Figure 2. Resident peritoneal macrophages are critical for the early FlaTox response in vivo.

(a–f) Mice were injected intraperitoneally with FlaTox and rectal temperature (a,c,e) or hematocrit (b,d,f) were measured after 30 minutes or at indicated times. (a–b) Bone marrow chimeric mice (KO = Nlrc4^−/−; n=5). (c–d) Macrophage-depleted wild-type (B6) mice (n=3–6). (e–f) CD11b⁺ cell depleted FVB:CD11b-DTR mice (n=6–7). (g) Nlrc4^−/− host mice injected intraperitoneally with 10⁷ resident (Res) or thioglycollate-elicited (Thio) peritoneal cells or BMDM of indicated genotype. Rectal temperature was measured 30 minutes after intraperitoneal FlaTox (8 μg/g PA + 4 μg/g LFn-FlaA) injection. Data shown (± s.e.m.) are pooled from multiple experiments (g) or representative of at least three (a–f) independent experiments. ** p < 0.01; *** p = 0.0007 (Mann-Whitney t-test).
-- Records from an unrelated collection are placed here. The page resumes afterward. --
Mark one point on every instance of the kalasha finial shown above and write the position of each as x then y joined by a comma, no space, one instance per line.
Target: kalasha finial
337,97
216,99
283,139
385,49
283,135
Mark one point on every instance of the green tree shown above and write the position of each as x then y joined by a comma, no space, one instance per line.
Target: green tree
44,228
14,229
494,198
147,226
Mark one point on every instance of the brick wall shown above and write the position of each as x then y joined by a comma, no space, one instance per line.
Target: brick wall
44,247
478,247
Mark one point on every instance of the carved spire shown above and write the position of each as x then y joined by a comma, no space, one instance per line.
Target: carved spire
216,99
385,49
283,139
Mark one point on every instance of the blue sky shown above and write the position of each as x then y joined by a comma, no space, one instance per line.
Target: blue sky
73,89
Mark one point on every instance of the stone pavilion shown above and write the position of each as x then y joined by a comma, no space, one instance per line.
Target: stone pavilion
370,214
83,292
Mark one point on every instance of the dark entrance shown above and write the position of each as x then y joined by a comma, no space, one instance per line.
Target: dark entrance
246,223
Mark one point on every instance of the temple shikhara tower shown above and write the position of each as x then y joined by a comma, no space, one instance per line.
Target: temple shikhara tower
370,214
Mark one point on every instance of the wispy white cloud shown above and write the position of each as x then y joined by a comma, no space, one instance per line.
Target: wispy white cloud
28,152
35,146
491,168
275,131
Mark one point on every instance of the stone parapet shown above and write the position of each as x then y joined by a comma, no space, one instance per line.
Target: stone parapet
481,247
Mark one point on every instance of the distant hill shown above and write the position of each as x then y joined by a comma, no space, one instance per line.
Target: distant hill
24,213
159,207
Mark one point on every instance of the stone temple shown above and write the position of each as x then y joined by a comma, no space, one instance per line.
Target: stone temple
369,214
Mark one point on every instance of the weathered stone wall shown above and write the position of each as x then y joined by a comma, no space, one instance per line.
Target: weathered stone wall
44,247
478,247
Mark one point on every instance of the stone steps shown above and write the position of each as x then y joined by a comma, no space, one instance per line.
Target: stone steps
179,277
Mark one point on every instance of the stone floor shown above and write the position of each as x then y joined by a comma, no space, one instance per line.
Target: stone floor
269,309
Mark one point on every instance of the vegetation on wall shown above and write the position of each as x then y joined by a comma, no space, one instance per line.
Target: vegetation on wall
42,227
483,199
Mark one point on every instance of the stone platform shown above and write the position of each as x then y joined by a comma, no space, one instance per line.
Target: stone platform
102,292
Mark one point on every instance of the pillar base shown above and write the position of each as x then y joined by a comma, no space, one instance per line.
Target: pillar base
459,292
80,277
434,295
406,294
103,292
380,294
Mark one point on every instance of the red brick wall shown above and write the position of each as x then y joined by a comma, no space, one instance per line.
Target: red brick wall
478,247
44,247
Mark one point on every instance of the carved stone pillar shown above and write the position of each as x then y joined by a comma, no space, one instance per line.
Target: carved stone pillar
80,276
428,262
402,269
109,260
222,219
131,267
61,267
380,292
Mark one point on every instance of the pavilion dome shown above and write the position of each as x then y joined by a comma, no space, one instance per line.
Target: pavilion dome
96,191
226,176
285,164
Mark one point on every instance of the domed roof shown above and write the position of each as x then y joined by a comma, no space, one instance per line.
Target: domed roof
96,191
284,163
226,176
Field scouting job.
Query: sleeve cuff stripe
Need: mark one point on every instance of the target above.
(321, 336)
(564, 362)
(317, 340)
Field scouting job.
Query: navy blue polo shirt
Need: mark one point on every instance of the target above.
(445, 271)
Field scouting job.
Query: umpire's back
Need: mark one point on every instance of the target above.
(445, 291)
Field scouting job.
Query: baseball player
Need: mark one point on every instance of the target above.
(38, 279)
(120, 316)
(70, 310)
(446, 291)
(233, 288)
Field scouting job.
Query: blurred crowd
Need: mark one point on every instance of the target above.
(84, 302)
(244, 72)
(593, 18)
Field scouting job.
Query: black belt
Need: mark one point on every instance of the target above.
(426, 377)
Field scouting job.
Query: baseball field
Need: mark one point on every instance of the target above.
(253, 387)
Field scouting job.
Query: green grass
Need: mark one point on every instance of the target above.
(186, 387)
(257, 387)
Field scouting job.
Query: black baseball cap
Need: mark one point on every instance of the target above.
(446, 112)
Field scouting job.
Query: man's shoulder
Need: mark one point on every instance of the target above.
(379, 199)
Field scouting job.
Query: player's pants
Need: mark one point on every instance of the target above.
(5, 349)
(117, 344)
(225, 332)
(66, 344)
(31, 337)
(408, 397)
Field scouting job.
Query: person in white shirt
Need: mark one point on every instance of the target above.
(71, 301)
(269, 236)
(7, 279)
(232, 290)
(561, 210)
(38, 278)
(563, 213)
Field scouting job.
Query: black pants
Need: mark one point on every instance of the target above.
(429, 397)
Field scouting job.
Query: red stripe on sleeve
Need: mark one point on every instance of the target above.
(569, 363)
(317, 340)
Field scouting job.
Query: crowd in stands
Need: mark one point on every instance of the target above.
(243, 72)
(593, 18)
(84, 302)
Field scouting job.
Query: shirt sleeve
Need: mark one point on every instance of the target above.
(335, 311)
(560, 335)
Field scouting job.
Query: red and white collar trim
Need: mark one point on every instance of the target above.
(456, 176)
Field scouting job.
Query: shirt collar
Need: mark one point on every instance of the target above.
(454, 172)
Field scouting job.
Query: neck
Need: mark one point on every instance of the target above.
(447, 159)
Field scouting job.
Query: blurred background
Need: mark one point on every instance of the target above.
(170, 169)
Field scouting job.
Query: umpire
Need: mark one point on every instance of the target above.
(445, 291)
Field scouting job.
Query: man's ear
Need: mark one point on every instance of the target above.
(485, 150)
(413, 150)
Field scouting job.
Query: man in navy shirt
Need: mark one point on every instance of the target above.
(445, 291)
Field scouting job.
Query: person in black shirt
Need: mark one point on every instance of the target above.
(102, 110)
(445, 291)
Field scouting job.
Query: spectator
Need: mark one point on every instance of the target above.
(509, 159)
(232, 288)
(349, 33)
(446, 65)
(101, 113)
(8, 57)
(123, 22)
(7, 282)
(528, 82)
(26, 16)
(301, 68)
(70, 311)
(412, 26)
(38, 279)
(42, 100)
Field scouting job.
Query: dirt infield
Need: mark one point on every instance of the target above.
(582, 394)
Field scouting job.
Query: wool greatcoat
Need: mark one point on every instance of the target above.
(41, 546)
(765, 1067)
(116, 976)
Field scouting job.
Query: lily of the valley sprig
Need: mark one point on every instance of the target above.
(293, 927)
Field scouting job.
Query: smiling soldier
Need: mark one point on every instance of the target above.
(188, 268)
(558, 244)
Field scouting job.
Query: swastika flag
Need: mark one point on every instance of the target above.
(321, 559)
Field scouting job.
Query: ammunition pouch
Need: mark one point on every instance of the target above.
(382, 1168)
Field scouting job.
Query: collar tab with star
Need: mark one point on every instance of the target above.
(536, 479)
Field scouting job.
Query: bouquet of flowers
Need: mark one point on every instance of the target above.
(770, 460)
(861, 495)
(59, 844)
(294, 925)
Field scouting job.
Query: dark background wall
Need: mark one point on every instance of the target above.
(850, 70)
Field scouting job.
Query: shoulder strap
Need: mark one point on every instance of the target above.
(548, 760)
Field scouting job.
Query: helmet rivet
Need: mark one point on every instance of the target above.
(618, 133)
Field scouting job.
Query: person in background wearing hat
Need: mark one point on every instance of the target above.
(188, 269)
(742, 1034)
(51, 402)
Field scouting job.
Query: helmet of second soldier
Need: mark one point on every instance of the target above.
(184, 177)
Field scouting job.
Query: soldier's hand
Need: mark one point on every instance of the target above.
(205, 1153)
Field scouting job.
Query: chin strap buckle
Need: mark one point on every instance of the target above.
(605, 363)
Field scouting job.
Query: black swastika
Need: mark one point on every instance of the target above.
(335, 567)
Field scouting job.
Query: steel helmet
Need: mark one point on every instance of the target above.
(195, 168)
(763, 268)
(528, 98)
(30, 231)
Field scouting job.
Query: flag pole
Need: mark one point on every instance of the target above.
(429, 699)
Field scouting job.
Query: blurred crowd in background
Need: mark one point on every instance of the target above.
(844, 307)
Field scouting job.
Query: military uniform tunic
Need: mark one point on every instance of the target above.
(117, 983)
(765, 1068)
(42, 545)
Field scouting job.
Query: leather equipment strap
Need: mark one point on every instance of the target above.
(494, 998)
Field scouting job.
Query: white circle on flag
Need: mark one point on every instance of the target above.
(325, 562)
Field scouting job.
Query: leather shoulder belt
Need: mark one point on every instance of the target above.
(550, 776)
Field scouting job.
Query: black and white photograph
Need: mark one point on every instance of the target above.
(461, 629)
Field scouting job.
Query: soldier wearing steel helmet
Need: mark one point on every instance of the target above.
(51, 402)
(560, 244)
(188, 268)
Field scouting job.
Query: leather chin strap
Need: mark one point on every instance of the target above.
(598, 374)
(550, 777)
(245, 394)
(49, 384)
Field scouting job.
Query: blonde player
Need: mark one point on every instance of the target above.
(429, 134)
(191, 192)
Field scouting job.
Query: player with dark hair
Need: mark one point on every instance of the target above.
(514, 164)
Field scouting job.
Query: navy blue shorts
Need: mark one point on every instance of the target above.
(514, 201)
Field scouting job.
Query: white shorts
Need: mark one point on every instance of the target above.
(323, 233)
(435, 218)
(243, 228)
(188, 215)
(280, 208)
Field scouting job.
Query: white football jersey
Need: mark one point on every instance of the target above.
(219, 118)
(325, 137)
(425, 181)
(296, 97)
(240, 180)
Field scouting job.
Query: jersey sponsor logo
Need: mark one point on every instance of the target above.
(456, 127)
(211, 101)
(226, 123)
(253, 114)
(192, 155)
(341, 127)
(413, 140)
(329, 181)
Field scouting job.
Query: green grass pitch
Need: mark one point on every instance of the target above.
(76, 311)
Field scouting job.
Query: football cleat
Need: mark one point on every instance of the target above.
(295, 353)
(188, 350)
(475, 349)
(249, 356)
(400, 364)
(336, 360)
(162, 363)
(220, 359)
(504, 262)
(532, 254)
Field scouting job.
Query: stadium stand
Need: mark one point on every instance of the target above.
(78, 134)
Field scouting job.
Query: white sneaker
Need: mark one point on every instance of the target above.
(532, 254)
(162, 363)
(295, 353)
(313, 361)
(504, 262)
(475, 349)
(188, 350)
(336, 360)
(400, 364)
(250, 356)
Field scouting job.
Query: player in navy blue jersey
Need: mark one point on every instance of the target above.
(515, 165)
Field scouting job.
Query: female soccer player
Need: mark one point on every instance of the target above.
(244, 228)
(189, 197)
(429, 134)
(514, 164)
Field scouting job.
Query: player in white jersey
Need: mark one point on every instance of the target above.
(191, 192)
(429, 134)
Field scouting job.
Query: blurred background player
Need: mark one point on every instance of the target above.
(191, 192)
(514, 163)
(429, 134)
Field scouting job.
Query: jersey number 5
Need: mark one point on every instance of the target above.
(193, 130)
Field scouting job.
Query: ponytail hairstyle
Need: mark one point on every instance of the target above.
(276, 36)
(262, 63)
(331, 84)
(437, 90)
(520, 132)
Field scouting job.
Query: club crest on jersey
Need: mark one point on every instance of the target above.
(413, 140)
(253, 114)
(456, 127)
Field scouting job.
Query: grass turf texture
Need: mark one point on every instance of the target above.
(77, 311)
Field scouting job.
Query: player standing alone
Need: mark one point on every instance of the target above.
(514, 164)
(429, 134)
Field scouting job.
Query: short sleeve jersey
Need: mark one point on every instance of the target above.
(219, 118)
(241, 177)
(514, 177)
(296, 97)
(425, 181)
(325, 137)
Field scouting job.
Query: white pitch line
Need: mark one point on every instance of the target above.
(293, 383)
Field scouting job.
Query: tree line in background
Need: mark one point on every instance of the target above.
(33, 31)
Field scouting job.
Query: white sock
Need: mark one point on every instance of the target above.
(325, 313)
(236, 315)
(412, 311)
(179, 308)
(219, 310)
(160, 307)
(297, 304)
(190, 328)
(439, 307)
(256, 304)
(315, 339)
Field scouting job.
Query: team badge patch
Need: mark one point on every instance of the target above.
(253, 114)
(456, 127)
Figure 3. Inflammasome-dependent eicosanoid biosynthesis

(a) LC/MS/MS-based lipidomicsof wild-type (B6) BMDMor resident peritoneal cells incubated 30 minutes ex vivo with FlaTox (20 μg/ml PA + 10 μg/ml LFn-FlaA). (b–d) PGE₂ immunoassay of resident peritoneal macrophages treated ex vivo with FlaTox (b–d), indicated proteins (d: 10 μg/ml PA, 5 μg/ml all others), lipopolysaccharide (d: 1 μg/ml), or S. typhimurium (e: MOI=5) and incubated 30 (b–c) or 180 (d) minutes. Data shown (± s.e.m.) are representative of at least two (d) or three (a,b–c) independent experiments. * p < 0.04; ** p < 0.009 *** p < 0.0005 (Student t-test). # = not detected

Figure 4. Mechanism and in vivo role of eicosanoid production

(a,d) PGE₂ immunoassay (30 min) or LDH (2 h) on supernatants from wild-type (B6) resident peritoneal macrophages. Pre-treated 45 min with DMSO, cPLA2 inhibitor (a: pyrrophenone; 0.2 μM) or BAPTA-AM (d: 10μM) then FlaTox + DMSO/inhibitor. (b–c) Wild-type (B6) or Casp1^−/− resident peritoneal macrophages treated with FlaTox or FlaTox(AAA) and calcium indicator (Fluo-4; 2.5 mM) fluorescence/background (R/R₀) quantified over time. (b) Representative cell, traces. (c) Maximum R/R₀ for each cell. (e) Resident peritoneal cells of indicated genotype treated 30 min as indicated. Cell lysates were probed for indicated proteins by Western blot. (f–g) resident peritoneal macrophages (f) or BMDM (g) treated with FlaTox. PGE₂ (bars) and cell lysis (line) measured over time as in (a). (h–j) Expression of indicated genes measured by quantitative RT-PCR in BMDM, and resident peritoneal macrophages or thioglycollate-elicited peritoneal cells sorted for CD11b/F4-80^hi. (k–n) Mice were injected intraperitoneally with FlaTox (k–l) or anthrax lethal toxin (m–n; 200 μg PA + 100 μg lethal factor) and rectal temperature (k,m) and hematocrit (l,n) were measured after 30 (k–l) or 45 (m–n) minutes. (k–l) B6;129P2-Cox1^−/− mice and littermate controls. (m–n) Cox-1^−/− mice and littermate controls expressing a lethal toxin sensitive (S) or resistant (R) Nlrp1b allele. Data shown (± s.e.m.) are pooled from multiple experiments (k–n) or representative of at least two (b–c, h–j) or three (a, d–g) independent experiments. * p < 0.04; ** p < 0.006 *** p < 0.0007 (k–n: Mann-Whitney t-test; a,c,d,h–j: Student t-test). # = not detected.